Sunday, December 13, 2009

Waist circumference and not body mass index explains obesity-related health risk

Wow, it's been a while since I last posted. Been very busy getting things rolling with Nunn's Performance Training. Good things are coming! Anyways, ran across this study from the American Society for Clinical Nutrition that states that waist circumference (WC) is a more valid tool for determining obesity-related health risk than body mass index (BMI). For those of you who don't know, BMI is a measurement of a person's height and weight. It does not account for the amount of adipose tissue (fat) a person may have. Here's the results:

Results: With few exceptions, overweight and obese subjects were more likely to have hypertension, dyslipidemia, and the metabolic syndrome than were normal-weight subjects. After adjustment for WC category (normal or high), the odds of comorbidity, although attenuated, remained higher in overweight and obese subjects than in normal-weight subjects.
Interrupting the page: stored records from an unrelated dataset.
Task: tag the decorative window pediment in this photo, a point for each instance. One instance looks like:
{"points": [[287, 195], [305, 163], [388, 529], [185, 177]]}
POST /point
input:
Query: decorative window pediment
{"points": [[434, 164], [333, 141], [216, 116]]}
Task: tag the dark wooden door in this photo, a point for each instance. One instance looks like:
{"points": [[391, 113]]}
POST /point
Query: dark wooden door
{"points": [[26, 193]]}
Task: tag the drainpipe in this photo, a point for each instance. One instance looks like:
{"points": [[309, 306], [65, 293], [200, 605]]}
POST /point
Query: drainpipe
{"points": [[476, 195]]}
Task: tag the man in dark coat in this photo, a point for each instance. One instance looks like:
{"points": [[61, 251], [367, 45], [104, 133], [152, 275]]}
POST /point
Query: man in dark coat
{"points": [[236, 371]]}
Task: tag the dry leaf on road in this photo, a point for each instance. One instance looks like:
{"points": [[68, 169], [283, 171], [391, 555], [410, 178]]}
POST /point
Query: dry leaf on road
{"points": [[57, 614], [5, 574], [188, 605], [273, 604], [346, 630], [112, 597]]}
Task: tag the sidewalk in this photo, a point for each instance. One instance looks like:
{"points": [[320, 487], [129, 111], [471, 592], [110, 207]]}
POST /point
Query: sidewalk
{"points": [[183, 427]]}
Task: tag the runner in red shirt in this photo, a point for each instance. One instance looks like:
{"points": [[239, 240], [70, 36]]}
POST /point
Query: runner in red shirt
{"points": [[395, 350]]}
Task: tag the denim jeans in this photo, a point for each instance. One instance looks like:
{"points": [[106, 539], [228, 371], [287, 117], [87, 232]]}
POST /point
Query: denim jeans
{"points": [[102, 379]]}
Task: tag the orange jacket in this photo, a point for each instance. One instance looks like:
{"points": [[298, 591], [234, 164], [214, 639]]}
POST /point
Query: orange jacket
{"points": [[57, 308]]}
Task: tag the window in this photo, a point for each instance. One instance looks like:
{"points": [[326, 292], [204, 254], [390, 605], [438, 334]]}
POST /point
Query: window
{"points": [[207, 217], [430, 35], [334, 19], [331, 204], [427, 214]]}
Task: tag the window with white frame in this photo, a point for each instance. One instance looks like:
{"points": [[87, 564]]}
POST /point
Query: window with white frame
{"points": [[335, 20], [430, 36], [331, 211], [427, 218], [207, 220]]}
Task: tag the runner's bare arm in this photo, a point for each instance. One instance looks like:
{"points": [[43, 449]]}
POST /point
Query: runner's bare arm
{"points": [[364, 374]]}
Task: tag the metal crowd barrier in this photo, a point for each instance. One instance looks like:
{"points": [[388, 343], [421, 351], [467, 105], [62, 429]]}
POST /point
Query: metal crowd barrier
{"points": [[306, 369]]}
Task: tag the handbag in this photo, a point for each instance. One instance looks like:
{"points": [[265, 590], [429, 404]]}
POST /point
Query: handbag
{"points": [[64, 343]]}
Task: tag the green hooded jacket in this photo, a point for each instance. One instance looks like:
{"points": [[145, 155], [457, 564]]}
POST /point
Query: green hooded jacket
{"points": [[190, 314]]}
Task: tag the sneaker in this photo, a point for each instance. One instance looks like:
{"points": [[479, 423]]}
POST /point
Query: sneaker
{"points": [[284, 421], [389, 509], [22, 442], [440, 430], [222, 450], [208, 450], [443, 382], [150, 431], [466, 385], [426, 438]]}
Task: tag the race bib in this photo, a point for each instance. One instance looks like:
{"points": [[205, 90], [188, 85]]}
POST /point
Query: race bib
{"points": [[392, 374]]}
However, after adjustment for WC as a continuous variable, the likelihood of hypertension, dyslipidemia, and the metabolic syndrome was similar in all groups.When WC and BMI were used as continuous variables in the same regression model, WC alone was a significant predictor of comorbidity. Conclusions: WC, and not BMI, explains obesity-related health risk. Thus, for a given WC value, overweight and obese persons and normal-weight persons have comparable health risks. However when WC is dichotomized as normal or high, BMI remains a significant predictor of health risk.